The second-largest and second-longest running meet in Northern Nevada features more than 20 schools this year and kicks off at 9 a.m. on Saturday at the Edward Arciniega Complex.

Fallon boys coach Steve Heck and girls coach Paul Orong said the Elks is when the season really begins. The past two weeks the Greenwave coaches have used meets in Fernley and Silver Springs as an indicator of where their athletes will compete.

In addition, Heck said practice is used for getting into shape and working on technique in the various events.

“The fact we are able to bring in a large amount of schools shows the quality,” Heck said. “We got great volunteers who come back every year. We don’t have amateurs out there. I think it’s one of the best meets in Northern Nevada.”

The meet is sponsored by the Fallon Elks Lodge, which organizes the event with dozens of volunteers. Heck, who has been a coach or athlete in nearly half (18) of the Elks meets, said he tries to round up between 50-75 people to work the meet.

“Us and the Reed Invitational are the best invitationals,” Orong said. “We get about 1,200 kids … and really it’s the first time where you see how you’re going to shape up. This is where the season starts.”

The old track, which was replaced two years ago, developed holes and cracks that runners had to avoid. Now the track has been replaced, Heck said some of those schools who withdrew have returned now that Fallon has one of the top facilities in the region.

This season Fallon has upgraded its high jump and pole vault pits and new runways. A future project for Heck and Orong, though, is to obtain new hurdles and eventually build another runway to run parallel to the grandstand.
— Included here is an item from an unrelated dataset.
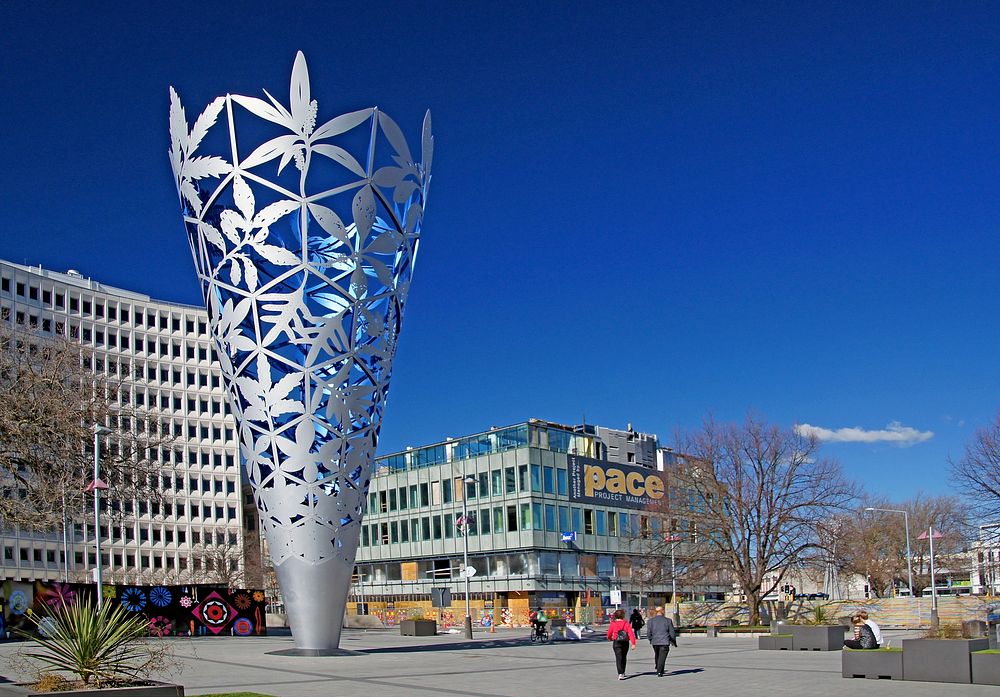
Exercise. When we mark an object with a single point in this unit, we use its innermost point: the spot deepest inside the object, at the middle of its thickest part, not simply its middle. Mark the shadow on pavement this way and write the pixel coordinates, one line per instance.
(465, 645)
“We just want to upgrade the facility and running good meets,” Heck said.

Even with upgrades to the track, several Division I schools in Reno bailed on the meet this season. Nevertheless, more than 20 schools will compete at the invitational making it the second largest regular-season meet in the North. Only the two-day Reed Invitational is larger.
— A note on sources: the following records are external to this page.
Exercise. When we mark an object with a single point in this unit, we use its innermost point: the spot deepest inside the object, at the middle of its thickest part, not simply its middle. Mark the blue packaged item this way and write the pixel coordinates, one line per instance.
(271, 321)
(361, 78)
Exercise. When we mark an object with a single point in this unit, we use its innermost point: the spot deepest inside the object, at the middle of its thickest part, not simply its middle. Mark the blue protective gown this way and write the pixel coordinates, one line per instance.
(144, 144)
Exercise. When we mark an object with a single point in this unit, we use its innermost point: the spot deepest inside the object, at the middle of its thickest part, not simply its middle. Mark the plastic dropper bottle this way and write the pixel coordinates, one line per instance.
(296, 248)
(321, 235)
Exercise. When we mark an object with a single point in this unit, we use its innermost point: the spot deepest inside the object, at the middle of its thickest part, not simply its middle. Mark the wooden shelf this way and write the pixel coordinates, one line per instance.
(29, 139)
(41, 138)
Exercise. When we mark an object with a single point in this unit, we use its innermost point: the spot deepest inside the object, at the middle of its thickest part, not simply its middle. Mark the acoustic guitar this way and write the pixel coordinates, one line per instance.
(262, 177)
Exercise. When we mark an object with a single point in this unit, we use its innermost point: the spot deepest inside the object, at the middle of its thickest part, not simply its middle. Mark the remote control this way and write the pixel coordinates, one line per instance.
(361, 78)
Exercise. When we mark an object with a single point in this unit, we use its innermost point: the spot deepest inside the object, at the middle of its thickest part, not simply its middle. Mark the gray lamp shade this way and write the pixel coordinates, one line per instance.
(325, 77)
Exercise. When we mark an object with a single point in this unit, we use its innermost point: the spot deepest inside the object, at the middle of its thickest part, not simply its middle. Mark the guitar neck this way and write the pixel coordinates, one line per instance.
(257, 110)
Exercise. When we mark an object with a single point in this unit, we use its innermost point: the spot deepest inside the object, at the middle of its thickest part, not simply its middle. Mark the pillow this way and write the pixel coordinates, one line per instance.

Heck and Orong, though, do have eyes for expansion and extended invites to Del Oro High School in Loomis, Calif., several years ago. Fallon crosses the Sierra twice a year to compete in Del Oro and one other California meet, so Heck and Orong thought an invitation to some of those schools would be in order.

Those schools, however, have yet to make the trek to Fallon in large part because of the schizophrenic weather in the Sierra. Hopefully, Heck and Orong said, they will be able to bring in competition from northern California.

“It’s tough to lure them because they have to come over the mountain,” Heck said. “Secondly, in the Sacramento area there are meets all over the place. I think everybody here would enjoy having some of those schools over here.”

While the California hopes are on hold, Orong said the Elks meet raises the intensity level of the athletes.